After a decision is made to develop a routine, then the big challenge comes of determining its scope, identifying data sets to be analyzed, and setting failure thresholds. “Then you’ve got to develop and deploy it, and meanwhile you’re wondering what kind of results you’re going to get,” says Whitaker.
Sometimes routines have to be adjusted. HCA, like AEP, watches employee overtime rates, in this case as a hedge against errors by nurses and other clinicians that could result in medical-malpractice lawsuits. At first the routine was set to flag anyone who worked 30% more than full-time hours. That generated a “voluminous amount” of exceptions, so the audit department contacted its facilities and found that, indeed, that kind of overtime rate was not unusual. “So we set it at 50%,” says Whitaker, “and it became more valuable information for our HR directors and CFOs.”
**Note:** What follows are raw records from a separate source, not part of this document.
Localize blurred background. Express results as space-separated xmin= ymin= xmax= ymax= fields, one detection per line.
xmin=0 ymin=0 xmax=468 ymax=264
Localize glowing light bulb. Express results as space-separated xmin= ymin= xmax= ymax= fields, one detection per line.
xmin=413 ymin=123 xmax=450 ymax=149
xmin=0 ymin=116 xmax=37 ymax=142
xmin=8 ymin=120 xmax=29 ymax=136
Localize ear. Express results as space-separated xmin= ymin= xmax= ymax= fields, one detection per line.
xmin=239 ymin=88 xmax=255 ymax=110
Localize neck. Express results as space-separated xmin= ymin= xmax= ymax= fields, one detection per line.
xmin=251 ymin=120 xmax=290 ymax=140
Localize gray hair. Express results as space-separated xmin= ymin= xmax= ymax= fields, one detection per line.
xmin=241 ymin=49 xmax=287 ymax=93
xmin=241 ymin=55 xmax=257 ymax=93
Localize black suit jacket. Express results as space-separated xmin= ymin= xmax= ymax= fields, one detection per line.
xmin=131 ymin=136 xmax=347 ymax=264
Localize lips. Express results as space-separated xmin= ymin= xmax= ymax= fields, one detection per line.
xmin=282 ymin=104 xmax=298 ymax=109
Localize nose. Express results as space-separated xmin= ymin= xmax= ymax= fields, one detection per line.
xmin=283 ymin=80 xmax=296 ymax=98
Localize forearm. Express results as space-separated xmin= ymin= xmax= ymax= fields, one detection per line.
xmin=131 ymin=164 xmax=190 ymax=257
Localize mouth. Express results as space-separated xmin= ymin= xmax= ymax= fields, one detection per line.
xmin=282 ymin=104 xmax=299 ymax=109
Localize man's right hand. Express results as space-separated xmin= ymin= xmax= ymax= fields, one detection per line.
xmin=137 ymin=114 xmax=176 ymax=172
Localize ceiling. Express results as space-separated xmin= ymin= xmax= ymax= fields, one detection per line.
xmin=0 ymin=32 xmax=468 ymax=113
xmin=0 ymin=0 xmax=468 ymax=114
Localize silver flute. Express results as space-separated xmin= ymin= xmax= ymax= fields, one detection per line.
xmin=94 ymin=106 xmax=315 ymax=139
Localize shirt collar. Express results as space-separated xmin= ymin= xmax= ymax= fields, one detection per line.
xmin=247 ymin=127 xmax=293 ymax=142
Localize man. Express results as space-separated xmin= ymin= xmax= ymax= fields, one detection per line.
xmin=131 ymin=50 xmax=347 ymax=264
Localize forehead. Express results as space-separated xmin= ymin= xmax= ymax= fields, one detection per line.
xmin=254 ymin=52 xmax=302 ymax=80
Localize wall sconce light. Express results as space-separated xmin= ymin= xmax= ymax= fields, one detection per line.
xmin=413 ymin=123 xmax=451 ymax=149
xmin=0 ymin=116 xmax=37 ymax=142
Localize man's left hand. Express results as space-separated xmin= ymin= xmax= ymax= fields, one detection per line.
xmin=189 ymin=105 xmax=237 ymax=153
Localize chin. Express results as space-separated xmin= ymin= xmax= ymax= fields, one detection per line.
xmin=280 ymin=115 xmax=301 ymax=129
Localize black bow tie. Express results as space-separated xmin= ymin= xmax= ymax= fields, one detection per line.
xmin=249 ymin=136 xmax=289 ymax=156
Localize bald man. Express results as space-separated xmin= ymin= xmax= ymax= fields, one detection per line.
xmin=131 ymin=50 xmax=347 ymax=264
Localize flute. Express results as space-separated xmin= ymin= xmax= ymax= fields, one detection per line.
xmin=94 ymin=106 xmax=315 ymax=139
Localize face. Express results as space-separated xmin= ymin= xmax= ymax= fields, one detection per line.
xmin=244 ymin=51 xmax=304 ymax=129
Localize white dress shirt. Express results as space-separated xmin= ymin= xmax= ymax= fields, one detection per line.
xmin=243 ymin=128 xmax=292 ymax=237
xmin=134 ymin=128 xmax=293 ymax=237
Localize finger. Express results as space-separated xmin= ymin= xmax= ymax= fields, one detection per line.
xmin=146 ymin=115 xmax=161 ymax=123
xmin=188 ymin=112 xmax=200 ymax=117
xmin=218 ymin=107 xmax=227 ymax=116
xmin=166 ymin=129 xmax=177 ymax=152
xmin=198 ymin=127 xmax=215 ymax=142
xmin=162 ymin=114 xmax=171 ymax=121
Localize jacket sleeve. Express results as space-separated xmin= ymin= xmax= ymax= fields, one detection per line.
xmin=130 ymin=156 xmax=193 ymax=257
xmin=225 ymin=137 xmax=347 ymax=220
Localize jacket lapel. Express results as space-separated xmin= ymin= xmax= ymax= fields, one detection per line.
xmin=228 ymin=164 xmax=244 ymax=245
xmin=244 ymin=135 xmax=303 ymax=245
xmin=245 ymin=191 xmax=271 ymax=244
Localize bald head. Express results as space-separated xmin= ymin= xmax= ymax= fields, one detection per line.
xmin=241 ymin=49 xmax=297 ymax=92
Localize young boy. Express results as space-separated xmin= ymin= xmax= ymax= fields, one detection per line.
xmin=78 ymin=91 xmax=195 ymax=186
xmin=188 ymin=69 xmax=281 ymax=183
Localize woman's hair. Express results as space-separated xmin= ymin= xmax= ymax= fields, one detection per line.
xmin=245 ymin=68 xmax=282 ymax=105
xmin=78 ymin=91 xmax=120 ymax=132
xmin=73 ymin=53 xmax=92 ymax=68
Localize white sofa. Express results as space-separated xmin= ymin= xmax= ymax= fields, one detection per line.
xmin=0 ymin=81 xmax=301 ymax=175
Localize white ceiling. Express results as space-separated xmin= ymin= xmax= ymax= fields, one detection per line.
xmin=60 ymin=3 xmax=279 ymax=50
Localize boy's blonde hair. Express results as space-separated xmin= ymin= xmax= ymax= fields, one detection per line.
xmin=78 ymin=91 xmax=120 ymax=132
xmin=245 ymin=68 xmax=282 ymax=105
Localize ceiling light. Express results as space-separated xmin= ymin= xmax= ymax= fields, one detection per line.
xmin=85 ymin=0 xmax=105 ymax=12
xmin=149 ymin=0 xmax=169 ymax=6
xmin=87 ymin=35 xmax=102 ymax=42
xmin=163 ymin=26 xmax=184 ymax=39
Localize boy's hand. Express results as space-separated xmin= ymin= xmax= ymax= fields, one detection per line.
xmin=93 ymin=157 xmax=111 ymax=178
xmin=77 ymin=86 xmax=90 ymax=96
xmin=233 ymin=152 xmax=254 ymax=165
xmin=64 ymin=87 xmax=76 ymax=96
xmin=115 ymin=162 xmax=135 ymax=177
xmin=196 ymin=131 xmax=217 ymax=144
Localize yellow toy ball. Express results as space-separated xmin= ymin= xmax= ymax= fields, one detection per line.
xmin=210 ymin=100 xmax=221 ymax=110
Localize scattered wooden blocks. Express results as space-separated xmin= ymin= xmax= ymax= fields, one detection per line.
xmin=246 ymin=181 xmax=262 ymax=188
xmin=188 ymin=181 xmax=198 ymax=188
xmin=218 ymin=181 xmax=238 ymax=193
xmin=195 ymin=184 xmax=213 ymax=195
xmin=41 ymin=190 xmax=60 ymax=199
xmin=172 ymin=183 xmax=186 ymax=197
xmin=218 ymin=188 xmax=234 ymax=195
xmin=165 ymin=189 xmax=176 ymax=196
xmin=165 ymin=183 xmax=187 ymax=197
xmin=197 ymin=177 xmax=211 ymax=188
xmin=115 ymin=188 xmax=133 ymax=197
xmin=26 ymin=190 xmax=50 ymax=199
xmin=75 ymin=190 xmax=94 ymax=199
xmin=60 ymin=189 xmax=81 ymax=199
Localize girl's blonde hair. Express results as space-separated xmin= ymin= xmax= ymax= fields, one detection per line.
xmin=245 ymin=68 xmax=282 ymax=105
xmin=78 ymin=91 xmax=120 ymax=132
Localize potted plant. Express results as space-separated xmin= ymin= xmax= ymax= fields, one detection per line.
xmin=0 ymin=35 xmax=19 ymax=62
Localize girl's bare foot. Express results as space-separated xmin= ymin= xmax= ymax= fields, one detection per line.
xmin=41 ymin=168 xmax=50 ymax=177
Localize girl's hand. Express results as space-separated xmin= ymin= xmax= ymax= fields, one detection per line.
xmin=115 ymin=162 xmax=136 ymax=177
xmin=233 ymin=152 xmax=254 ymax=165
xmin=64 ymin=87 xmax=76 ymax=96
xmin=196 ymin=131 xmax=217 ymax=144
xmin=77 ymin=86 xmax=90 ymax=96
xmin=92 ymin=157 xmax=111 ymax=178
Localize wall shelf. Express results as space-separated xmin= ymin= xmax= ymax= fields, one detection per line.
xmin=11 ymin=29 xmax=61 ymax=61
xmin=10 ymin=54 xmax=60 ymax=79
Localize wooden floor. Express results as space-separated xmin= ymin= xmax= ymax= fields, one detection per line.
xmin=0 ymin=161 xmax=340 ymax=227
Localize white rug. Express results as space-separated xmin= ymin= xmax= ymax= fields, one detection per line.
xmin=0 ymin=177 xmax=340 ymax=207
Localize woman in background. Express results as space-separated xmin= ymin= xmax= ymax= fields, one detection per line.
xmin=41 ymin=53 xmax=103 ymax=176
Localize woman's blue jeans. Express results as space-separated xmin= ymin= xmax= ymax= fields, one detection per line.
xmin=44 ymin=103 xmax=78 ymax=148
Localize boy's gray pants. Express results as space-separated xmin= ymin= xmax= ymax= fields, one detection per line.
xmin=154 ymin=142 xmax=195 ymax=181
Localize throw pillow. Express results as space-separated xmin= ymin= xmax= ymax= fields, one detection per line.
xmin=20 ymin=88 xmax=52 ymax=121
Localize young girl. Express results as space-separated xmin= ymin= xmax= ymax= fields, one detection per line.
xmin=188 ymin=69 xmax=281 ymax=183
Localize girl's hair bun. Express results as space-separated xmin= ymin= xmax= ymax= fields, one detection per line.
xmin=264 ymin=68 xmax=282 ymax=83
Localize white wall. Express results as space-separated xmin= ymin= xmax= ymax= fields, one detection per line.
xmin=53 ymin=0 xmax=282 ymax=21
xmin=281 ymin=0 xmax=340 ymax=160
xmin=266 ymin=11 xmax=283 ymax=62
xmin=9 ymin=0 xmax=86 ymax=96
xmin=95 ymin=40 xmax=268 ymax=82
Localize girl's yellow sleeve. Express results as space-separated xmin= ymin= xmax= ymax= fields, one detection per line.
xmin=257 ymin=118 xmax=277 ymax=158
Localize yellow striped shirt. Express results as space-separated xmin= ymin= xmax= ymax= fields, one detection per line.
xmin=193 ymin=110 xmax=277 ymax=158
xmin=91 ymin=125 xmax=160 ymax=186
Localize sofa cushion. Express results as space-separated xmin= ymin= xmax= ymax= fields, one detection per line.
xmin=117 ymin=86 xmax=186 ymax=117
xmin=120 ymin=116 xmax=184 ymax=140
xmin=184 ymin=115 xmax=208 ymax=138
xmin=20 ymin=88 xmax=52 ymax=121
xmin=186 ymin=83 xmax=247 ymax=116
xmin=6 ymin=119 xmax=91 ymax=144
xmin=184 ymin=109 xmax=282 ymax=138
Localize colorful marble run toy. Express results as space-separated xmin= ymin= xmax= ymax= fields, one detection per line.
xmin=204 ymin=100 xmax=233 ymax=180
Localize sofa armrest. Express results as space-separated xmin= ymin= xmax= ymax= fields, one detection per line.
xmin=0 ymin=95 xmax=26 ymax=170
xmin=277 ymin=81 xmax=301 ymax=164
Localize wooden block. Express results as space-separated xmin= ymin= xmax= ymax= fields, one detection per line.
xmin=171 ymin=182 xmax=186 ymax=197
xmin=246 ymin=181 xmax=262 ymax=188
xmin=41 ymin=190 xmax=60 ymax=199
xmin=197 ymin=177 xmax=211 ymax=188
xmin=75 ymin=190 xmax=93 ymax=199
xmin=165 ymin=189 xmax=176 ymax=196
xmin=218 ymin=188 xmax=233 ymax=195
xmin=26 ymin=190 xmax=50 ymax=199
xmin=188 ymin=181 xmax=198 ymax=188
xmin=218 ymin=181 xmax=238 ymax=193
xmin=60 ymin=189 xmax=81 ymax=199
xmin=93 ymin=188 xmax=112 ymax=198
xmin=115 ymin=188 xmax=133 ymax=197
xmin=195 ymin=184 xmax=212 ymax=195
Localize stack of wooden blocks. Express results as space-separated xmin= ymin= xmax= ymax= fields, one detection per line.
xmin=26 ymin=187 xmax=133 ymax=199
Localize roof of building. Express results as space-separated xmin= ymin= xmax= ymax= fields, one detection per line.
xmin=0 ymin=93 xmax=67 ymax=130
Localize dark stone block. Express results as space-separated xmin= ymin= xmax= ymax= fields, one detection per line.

Another variable is the frequency of continuous audit routines. The overtime audits are done two or three times a year, in each case looking at the previous 12 months’ worth of data. But the audit department looks daily at whether business units — hospitals, surgery centers, physician practices, shared service centers — have been moved on to or off of the list of entities whose assets and operations are reflected in consolidated financial statements. That is to guard against unintentional changes and to determine if a change was made for a valid business reason.
And the audit department watches in nearly real time — hourly — for local data-security administrators granting access to applications for employees or themselves. Normally, even the security administrators are not supposed to have that access. When such changes are detected, facilities are alerted.
Other human-resources issues with financial implications are subjected to continuous auditing, as well. These include payroll reviews, looking for invalid social security numbers; and exceptionally low levels of vacation time, considered a warning sign that a fraud could be in progress by someone afraid a scheme might be detected in his or her absence.
About 15 of HCA’s continuous audit routines look directly for irregularities traceable to the finance operation. Journal entries by senior finance executives or business-unit leaders are flagged, because entries normally are made by lower-level accountants. Likewise, any entries that boost revenue by a certain percentage, particularly those that put the business unit just above its budgeted monthly goal, are flagged. “It might be valid, but at least an auditor should take a look to make sure somebody didn’t just pad something to make budget,” says Whitaker.
Other journal entries that are watched in the continuous audit telescope are adjusted estimates for contingencies like malpractice-insurance claims, bad debt allowances, and amortization schedules for intangible assets. Again, the goal is to identify instances of invalid earnings management. “If somebody puts something on the balance sheet as an asset that previously was in expenses, we want to know why,” asserts Whitaker. “Someone could do a journal entry just to shave some expenses for the month, thinking that the next month they’ll just reverse it and no one will be the wiser.”